“There is a revolutionist for you!” Pavel roared, bitterly. “I never did attach much importance to that fellow. The sooner he goes the better. God speed him.”
“You’re too hard on him, Pasha. He’s a good fellow. If we had Clara here she would straighten it all out. We miss her very much. As a matter of fact, it was she—indeed, I don’t see why I shouldn’t tell it to you—it was she with whom I was in love.”
“Was it?” Pavel asked, colouring.
He paused, in utter confusion, and resumed, without looking at him. “Well, you must excuse me, Aliosha, but I fear your frankness goes a bit too far. Such things are not meant to be published that way.”
“Why? Why? What a funny view you do take of it, Pasha! Suppose a fellow’s heart is full and he meets an intimate old friend of his, is it an indiscretion on his part if he opens his mind to him?”

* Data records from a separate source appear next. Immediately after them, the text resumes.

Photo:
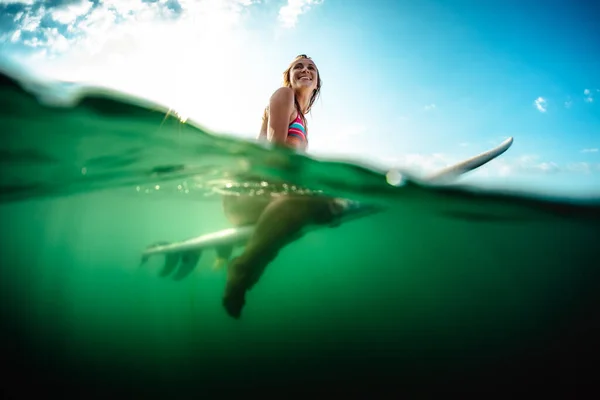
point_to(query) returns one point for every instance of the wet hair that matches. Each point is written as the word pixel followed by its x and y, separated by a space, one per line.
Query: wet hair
pixel 287 83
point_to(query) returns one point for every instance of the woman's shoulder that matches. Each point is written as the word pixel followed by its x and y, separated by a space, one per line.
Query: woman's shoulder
pixel 282 95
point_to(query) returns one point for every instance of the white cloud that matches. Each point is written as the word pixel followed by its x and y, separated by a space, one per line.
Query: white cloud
pixel 289 13
pixel 25 2
pixel 541 104
pixel 67 14
pixel 172 52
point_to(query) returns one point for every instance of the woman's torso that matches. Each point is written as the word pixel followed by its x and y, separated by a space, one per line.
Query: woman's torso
pixel 296 129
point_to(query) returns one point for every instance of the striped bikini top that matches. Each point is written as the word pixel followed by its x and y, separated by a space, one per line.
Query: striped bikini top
pixel 298 129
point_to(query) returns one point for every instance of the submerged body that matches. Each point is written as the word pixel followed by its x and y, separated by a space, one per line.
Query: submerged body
pixel 278 221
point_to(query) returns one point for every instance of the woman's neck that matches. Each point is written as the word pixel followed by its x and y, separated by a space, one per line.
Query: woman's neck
pixel 303 99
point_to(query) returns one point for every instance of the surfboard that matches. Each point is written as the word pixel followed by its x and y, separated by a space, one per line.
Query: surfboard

“I certainly am a friend of yours, and a warm one, too, old boy,” Pavel replied with a smile. “But still, things of that sort are usually kept to oneself.”
Several other members came in. The gigantic samovar, the improvised sugar bowl, a huge loaf of rye bread, some butter and a lamp made their appearance on the table. Elkin dropped in later in the evening. He and Pavel had not been conversing five minutes when they quarrelled.
“What you are trying to do is to blend the unblendable—to mix socialism with Jewish chauvinism,” Boulatoff said in an ill-concealed rage.
“Am I?” the other retorted with one of the most virulent of his sneers. “Can socialism be mixed with the welfare of the Russian people only?—the welfare of the Russian people with a pailful or two of Jewish blood thrown in; in plainer language, socialism can only be mixed with anti-Semitism. Is that it?”